BOSSES at Wrexham Council stopped staff accessing live internet coverage of yesterday’s crucial World Cup encounter between England and Slovenia, but other authorities took a different approach.

Well before the kick-off the authority’s IT staff took steps to ensure computers in all council buildings were blocked from logging on to the BBC site providing instant pictures of the match.

And a clear message was sent out to workers that anyone wishing to see the game, which started at 3pm, had to arrange to do so in their own time.

Council chiefs in Wrexham told workers they either had to catch up on the action in the Nelson Mandela Bay Stadium in Port Elizabeth after work or take yesterday afternoon off as part of their annual holiday entitlement.

Council leader Cllr Aled Roberts said: “Our human resources department sent out a message to all our staff to say they would not be allowed to watch the match in works time. We told them that if people wanted to see it live they would have to take the afternoon off.”

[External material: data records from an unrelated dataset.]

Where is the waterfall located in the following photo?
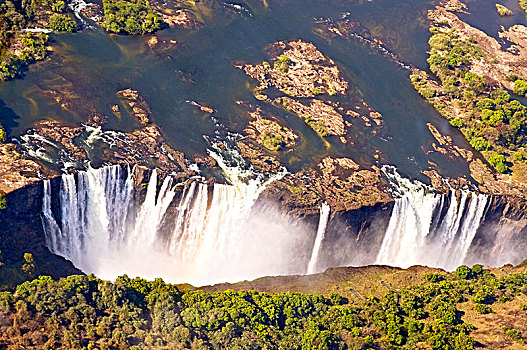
[307,202,331,274]
[42,144,323,285]
[376,167,489,269]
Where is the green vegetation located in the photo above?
[0,33,49,80]
[488,153,509,173]
[0,266,527,349]
[410,27,527,173]
[305,115,330,137]
[518,0,527,12]
[274,55,292,74]
[496,4,512,17]
[49,13,79,32]
[262,132,284,151]
[102,0,164,35]
[0,0,66,81]
[512,79,527,96]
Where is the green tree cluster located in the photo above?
[0,266,527,349]
[49,13,79,33]
[102,0,164,35]
[411,28,527,173]
[0,33,49,80]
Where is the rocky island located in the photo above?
[0,0,527,349]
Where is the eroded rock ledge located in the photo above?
[237,40,382,143]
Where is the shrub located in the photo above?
[262,132,284,151]
[474,303,492,315]
[449,118,465,128]
[49,13,79,32]
[0,124,7,143]
[425,272,445,283]
[274,55,292,74]
[470,137,490,151]
[512,79,527,96]
[456,265,472,280]
[476,98,496,110]
[102,0,164,35]
[496,4,512,17]
[502,326,522,341]
[488,153,509,173]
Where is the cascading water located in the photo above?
[307,202,331,274]
[42,144,316,284]
[376,167,489,269]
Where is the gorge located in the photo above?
[5,0,527,350]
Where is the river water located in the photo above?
[0,0,508,181]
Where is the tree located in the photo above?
[456,265,472,280]
[49,13,79,32]
[22,253,35,278]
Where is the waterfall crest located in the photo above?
[42,145,314,284]
[307,202,331,274]
[376,167,489,269]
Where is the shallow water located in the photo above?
[0,0,525,179]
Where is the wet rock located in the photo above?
[236,140,283,173]
[275,97,346,136]
[0,143,53,195]
[147,35,158,49]
[239,40,348,97]
[35,120,88,161]
[244,107,298,151]
[158,9,203,29]
[117,89,152,125]
[262,157,393,215]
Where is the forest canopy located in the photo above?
[102,0,164,35]
[0,265,527,349]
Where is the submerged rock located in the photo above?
[117,89,152,125]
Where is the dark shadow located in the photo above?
[0,99,20,135]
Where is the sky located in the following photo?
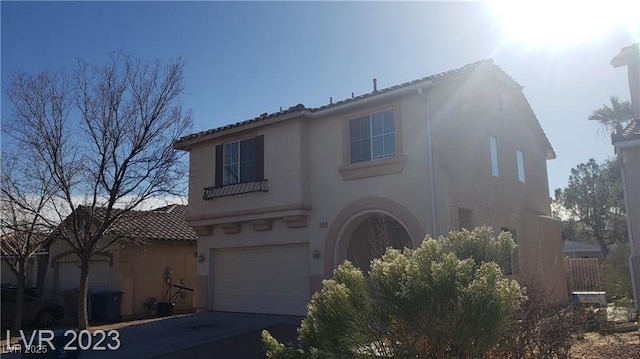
[0,0,640,194]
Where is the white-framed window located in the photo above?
[516,150,524,183]
[489,136,500,177]
[349,109,396,163]
[222,137,257,186]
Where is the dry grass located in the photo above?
[569,330,640,359]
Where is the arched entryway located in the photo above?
[347,212,412,271]
[324,197,426,278]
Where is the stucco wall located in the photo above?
[45,241,196,317]
[617,142,640,307]
[114,241,196,316]
[188,67,564,306]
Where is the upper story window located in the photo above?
[489,136,500,177]
[215,136,264,188]
[349,109,396,163]
[516,150,524,183]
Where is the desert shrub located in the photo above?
[485,286,583,359]
[602,243,633,305]
[263,227,523,358]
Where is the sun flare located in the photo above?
[486,0,640,48]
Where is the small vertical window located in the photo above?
[489,136,500,177]
[500,227,520,275]
[458,208,473,230]
[516,150,524,183]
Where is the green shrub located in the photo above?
[263,227,524,358]
[602,243,633,305]
[485,287,582,359]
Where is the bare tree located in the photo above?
[0,154,52,331]
[7,54,192,329]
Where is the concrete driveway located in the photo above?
[2,312,302,359]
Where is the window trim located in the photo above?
[489,136,500,177]
[516,150,526,183]
[213,135,265,188]
[348,107,396,164]
[338,101,407,181]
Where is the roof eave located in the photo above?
[173,110,309,151]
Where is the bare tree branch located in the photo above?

And a union backed the council’s tough stance.

Steve Hibbert, branch secretary of Unison which represents about 2,000 staff at Wrexham Council’s Guildhall headquarters, said: “Bearing in mind the pillorying we would get from the media for this if it happened, I would be absolutely horrified if anyone was found watching football in in work time without the necessary permission.

“There are far bigger things of more importance than football to be getting on with.
Public services are too important to be ‘skiving off’ watching football and getting paid for it.”

However, another local council took a different approach.

Ian Callister, spokesman for Cheshire West and Chester Council, said: “If anyone wished to watch the match they were at liberty to do so providing they were not doing so at the expense of work which was vital and affected by a timescale and that they were prepared to make up the time later.”

A spokesman for Denbighshire Council said there was no block on any part of the BBC website, but there would be monitoring of its usage during the match yesterday.

A Flintshire Council spokesman said: “No special arrangements were in place.

“We already have a range of policies for staff to take planned time off for whatever reason.”